The interest in stem cell (SC) isolation from easily accessible clinical specimens is booming. The lack of homogeneity in pluri/multipotent SC preparation blurs standardization, which however is recommended for successful applications. Multipotent mesenchymal SCs (MSCs) in fact express a broad panel of surface antigens, which limit the possibility of sorting homogeneous preparations by using an immunotag-based method. We present a tag-less, flow-assisted method to purify, distinguish, and sort pluri/multipotent SCs obtained from clinical specimens, based on differences in the biophysical properties that cells acquire when in suspension under fluidic conditions. A suspension of cells in a transport fluid is injected into a ribbon-like capillary device by continuous flow.
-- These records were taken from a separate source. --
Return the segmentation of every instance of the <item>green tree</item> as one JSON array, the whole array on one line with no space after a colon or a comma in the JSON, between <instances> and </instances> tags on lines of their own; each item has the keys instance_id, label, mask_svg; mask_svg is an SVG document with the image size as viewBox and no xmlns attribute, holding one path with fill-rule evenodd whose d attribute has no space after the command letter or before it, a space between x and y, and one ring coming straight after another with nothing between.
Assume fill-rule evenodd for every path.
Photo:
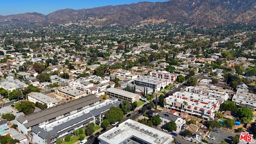
<instances>
[{"instance_id":1,"label":"green tree","mask_svg":"<svg viewBox=\"0 0 256 144\"><path fill-rule=\"evenodd\" d=\"M11 121L15 119L15 116L12 114L2 114L1 116L2 118L6 119L7 121Z\"/></svg>"},{"instance_id":2,"label":"green tree","mask_svg":"<svg viewBox=\"0 0 256 144\"><path fill-rule=\"evenodd\" d=\"M253 118L252 110L248 108L242 107L239 108L237 114L238 114L238 120L241 120L243 123L252 120L252 118Z\"/></svg>"},{"instance_id":3,"label":"green tree","mask_svg":"<svg viewBox=\"0 0 256 144\"><path fill-rule=\"evenodd\" d=\"M123 117L124 112L121 108L114 106L110 108L105 115L106 118L108 120L110 123L119 121Z\"/></svg>"},{"instance_id":4,"label":"green tree","mask_svg":"<svg viewBox=\"0 0 256 144\"><path fill-rule=\"evenodd\" d=\"M175 67L173 66L166 66L166 70L168 72L173 72L174 71L175 71L175 70L176 70Z\"/></svg>"},{"instance_id":5,"label":"green tree","mask_svg":"<svg viewBox=\"0 0 256 144\"><path fill-rule=\"evenodd\" d=\"M177 130L177 126L175 122L174 121L170 121L166 124L167 130L170 131L176 131Z\"/></svg>"},{"instance_id":6,"label":"green tree","mask_svg":"<svg viewBox=\"0 0 256 144\"><path fill-rule=\"evenodd\" d=\"M196 86L196 85L197 84L197 80L193 77L190 77L188 79L188 83L190 84L191 86Z\"/></svg>"},{"instance_id":7,"label":"green tree","mask_svg":"<svg viewBox=\"0 0 256 144\"><path fill-rule=\"evenodd\" d=\"M101 127L102 128L106 128L108 127L109 124L110 124L108 120L107 119L104 119L103 120L102 122L101 123Z\"/></svg>"},{"instance_id":8,"label":"green tree","mask_svg":"<svg viewBox=\"0 0 256 144\"><path fill-rule=\"evenodd\" d=\"M93 129L93 127L90 124L88 125L88 126L86 128L86 130L85 131L85 134L86 136L90 136L93 134L93 132L94 132L94 130Z\"/></svg>"},{"instance_id":9,"label":"green tree","mask_svg":"<svg viewBox=\"0 0 256 144\"><path fill-rule=\"evenodd\" d=\"M34 103L27 100L23 100L15 104L14 105L19 112L23 112L26 115L33 113L35 109Z\"/></svg>"},{"instance_id":10,"label":"green tree","mask_svg":"<svg viewBox=\"0 0 256 144\"><path fill-rule=\"evenodd\" d=\"M189 121L189 123L193 124L196 124L196 121L194 119L191 119Z\"/></svg>"},{"instance_id":11,"label":"green tree","mask_svg":"<svg viewBox=\"0 0 256 144\"><path fill-rule=\"evenodd\" d=\"M161 94L159 96L159 105L162 107L164 107L164 95Z\"/></svg>"},{"instance_id":12,"label":"green tree","mask_svg":"<svg viewBox=\"0 0 256 144\"><path fill-rule=\"evenodd\" d=\"M38 74L40 74L45 67L45 66L41 63L36 62L32 65L33 69Z\"/></svg>"},{"instance_id":13,"label":"green tree","mask_svg":"<svg viewBox=\"0 0 256 144\"><path fill-rule=\"evenodd\" d=\"M231 141L232 144L237 144L239 142L239 138L240 135L239 134L236 134L231 138Z\"/></svg>"},{"instance_id":14,"label":"green tree","mask_svg":"<svg viewBox=\"0 0 256 144\"><path fill-rule=\"evenodd\" d=\"M236 112L238 109L235 105L235 103L230 100L227 100L225 103L222 103L220 106L220 111L229 110Z\"/></svg>"},{"instance_id":15,"label":"green tree","mask_svg":"<svg viewBox=\"0 0 256 144\"><path fill-rule=\"evenodd\" d=\"M237 129L237 131L239 132L244 132L244 129L243 128L239 128Z\"/></svg>"},{"instance_id":16,"label":"green tree","mask_svg":"<svg viewBox=\"0 0 256 144\"><path fill-rule=\"evenodd\" d=\"M132 108L131 103L126 100L123 100L123 103L121 104L121 109L124 112L124 114L126 114L130 111Z\"/></svg>"},{"instance_id":17,"label":"green tree","mask_svg":"<svg viewBox=\"0 0 256 144\"><path fill-rule=\"evenodd\" d=\"M155 126L157 126L161 124L161 119L159 115L156 115L153 116L151 118L151 121L153 122L153 124Z\"/></svg>"},{"instance_id":18,"label":"green tree","mask_svg":"<svg viewBox=\"0 0 256 144\"><path fill-rule=\"evenodd\" d=\"M137 108L137 102L135 101L132 103L131 106L131 111L134 110Z\"/></svg>"},{"instance_id":19,"label":"green tree","mask_svg":"<svg viewBox=\"0 0 256 144\"><path fill-rule=\"evenodd\" d=\"M64 79L69 78L69 75L68 75L68 74L67 74L65 72L61 74L60 76L60 77L62 78L64 78Z\"/></svg>"},{"instance_id":20,"label":"green tree","mask_svg":"<svg viewBox=\"0 0 256 144\"><path fill-rule=\"evenodd\" d=\"M183 82L185 82L185 77L182 74L179 74L179 75L177 76L177 78L176 79L176 81L178 83Z\"/></svg>"},{"instance_id":21,"label":"green tree","mask_svg":"<svg viewBox=\"0 0 256 144\"><path fill-rule=\"evenodd\" d=\"M186 130L183 131L183 133L185 134L186 136L191 136L191 132L189 131L188 130Z\"/></svg>"},{"instance_id":22,"label":"green tree","mask_svg":"<svg viewBox=\"0 0 256 144\"><path fill-rule=\"evenodd\" d=\"M70 136L65 136L64 140L65 140L65 142L69 142L70 141Z\"/></svg>"},{"instance_id":23,"label":"green tree","mask_svg":"<svg viewBox=\"0 0 256 144\"><path fill-rule=\"evenodd\" d=\"M225 120L225 124L230 126L232 126L235 125L235 120L228 118Z\"/></svg>"}]
</instances>

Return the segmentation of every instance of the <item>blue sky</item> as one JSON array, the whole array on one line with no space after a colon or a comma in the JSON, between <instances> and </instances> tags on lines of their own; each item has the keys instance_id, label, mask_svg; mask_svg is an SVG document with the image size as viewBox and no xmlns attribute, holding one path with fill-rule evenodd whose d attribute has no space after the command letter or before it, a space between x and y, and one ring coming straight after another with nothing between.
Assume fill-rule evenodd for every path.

In a relatively short time (about 30 min), sorted cells are collected. We obtained baseline separation between MSCs and epithelial cells, which are important contaminants of isolated MSCs. The extent of separation is evaluated by flow cytometry through detection of a specific epithelial antigen. MSCs from various human sources also prove to have different, characteristic, highly-reproducible fractionation profiles. Finally, we evaluated the dissimilar differentiation potential among cell fractions obtained from sorting a single MSC source. After differentiation induction, a fraction displayed a differentiation yield close to 100%, whereas unfractionated cells contained only 40% of responding cells. The results demonstrate that the method presented is able to obtain selected and well-characterized living MSCs with an increased differentiation yield. Its reduced cost, full biocompatibility, and scale-up potential could make this method an effective procedure for stem cell selection.